Look for behavior changes in the child. However, be aware that not all children who are bullied exhibit warning signs. If you know someone in serious distress or danger, do not ignore the problem. Get help right away, and alert the authorities at school if you suspect or witness a child being bullied.
Signs a Child is Bullying Others
Kids may be bullying others if they:
- Get involved in physical or verbal fights.
- Have friends who bully others
- Are increasingly aggressive or "mean spirited"
- Get sent to the principal’s office or to detention frequently
- Have unexplained extra money or new belongings
- Blame others for their problems, refuse to accept responsibility for their actions
- Are competitive and worry about their reputation or popularity
What to do
Research tells us that children really do look to parents and caregivers for advice and help on tough decisions, so keep the lines of communication open. Sometimes spending 15 minutes a day talking can reassure kids that they can talk to their parents if they have a problem. Start conversations about daily life and feelings with questions like these:
- What was something good that happened today? Anything bad happen?
- What is lunch time like at school? Who do you sit with? What do you talk about?
- What is it like to ride the school bus?
- What is your favorite subject? What would do you like best about yourself?
Talking about bullying directly is an important step in understanding how the issue might be affecting kids.
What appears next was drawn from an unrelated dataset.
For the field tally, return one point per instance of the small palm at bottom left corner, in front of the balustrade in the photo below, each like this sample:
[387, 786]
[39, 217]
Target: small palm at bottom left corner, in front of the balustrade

There are no right or wrong answers to these questions, but it is important to encourage kids to answer them honestly. Assure kids that they are not alone in addressing any problems that arise.
Psychological services would be helpful for developing coping skills, strategies, and for restoring self-esteem in children who are victims of bullies. Bullies themselves obviously, would benefit from services as well to develop empathy for others and impulse control. People who bully can change their behavior, and we need to let them know it is not okay to behave that way.